District 4 Councilman Mike Gardner and District 2 Councilman Dewey Bryant had pushed back on the arguments against supporting development in the portion of Odessa in Midland County, saying the city still collects sales and property taxes, while benefitting from any jobs created by businesses. The councilmen, and Mayor David Turner, had said developers are guided by business decisions and available land.
“If we are going to grow Odessa, you can’t make a developer grow it where you want him to grow it,” Gardner told Hamilton at one point.
Bryant and Gardner support the proposed council changes.
Fellow supporters of the council restructuring argue the change would mean more council members would be accountable to Odessa voters, and that power should not be concentrated in the hands of just five people representing single districts, often with little to no voter input.
But an attorney for a group formed to oppose the special election, Odessa Together, had described the proposal as “intentional discrimination in order to disenfranchise Latinos and African Americans in Odessa in order to empower a group that has, even though they are minority in population, they are still a majority of the voting bloc.”
The attorney, Domingo Garcia, a former Dallas politician who specializes in personal injury law and was proactive in the political fight to create single-member districts in Dallas in the early 1990s, had also threatened to sue individual organizers of a petition drive.
But Gonzales also distanced himself from the threat Tuesday, telling reporters that he would not be a part of any lawsuit.
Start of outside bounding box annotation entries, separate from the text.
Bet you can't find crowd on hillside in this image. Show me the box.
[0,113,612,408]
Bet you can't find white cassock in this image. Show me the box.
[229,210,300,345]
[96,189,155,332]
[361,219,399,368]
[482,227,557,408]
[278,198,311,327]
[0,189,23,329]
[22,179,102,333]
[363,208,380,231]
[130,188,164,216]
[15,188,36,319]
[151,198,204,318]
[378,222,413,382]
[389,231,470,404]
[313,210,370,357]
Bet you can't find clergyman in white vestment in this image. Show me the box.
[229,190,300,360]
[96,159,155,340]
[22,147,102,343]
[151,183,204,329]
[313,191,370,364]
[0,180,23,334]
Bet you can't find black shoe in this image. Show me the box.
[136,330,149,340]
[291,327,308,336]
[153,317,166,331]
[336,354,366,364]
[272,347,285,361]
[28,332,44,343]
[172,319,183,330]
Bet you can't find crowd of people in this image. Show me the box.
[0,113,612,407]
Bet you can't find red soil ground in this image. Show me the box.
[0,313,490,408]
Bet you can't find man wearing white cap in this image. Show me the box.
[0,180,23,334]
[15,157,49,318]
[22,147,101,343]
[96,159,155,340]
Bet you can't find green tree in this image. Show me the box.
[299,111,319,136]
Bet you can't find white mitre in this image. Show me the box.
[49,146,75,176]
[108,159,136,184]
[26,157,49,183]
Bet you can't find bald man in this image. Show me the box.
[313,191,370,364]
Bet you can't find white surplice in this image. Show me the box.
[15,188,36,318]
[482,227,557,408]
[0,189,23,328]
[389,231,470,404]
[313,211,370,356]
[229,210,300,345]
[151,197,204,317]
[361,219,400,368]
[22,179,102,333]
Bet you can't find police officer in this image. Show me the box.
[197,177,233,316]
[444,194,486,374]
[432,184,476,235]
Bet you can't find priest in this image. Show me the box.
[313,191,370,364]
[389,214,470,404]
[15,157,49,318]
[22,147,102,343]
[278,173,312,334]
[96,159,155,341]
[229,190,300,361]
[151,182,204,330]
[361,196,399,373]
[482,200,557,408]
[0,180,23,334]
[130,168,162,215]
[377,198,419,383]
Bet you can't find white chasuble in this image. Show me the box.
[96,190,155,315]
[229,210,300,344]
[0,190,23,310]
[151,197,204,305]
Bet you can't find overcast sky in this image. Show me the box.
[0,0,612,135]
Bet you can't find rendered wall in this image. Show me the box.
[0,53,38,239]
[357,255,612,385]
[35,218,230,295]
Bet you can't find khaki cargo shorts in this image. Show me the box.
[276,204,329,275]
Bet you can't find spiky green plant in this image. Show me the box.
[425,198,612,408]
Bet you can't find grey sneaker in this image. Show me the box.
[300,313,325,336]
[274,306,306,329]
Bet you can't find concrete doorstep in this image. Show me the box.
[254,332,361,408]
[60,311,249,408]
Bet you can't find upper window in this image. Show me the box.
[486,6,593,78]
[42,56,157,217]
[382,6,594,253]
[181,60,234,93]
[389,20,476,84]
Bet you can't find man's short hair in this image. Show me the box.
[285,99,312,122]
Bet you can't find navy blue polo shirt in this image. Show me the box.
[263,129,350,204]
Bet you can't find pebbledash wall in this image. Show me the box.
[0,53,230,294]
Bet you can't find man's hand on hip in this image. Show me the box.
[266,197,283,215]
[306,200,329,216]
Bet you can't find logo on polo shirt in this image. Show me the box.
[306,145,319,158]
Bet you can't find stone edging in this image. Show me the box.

He said he wants to instead keep bringing up the proposed changes at the regular council meetings twice a month.
In the instances when council members discussed the proposed restructuring, it was in general. Graff, for example, had argued single-member districts were more effective because “we are different” so representing the smaller area better serves constituents than at-large representation would.
She and Gonzales had said the city may need to add more single-member districts but should wait until after the next census in 2020.
“If you don’t like what’s going on right now: Well next year, there’s an election,” she said.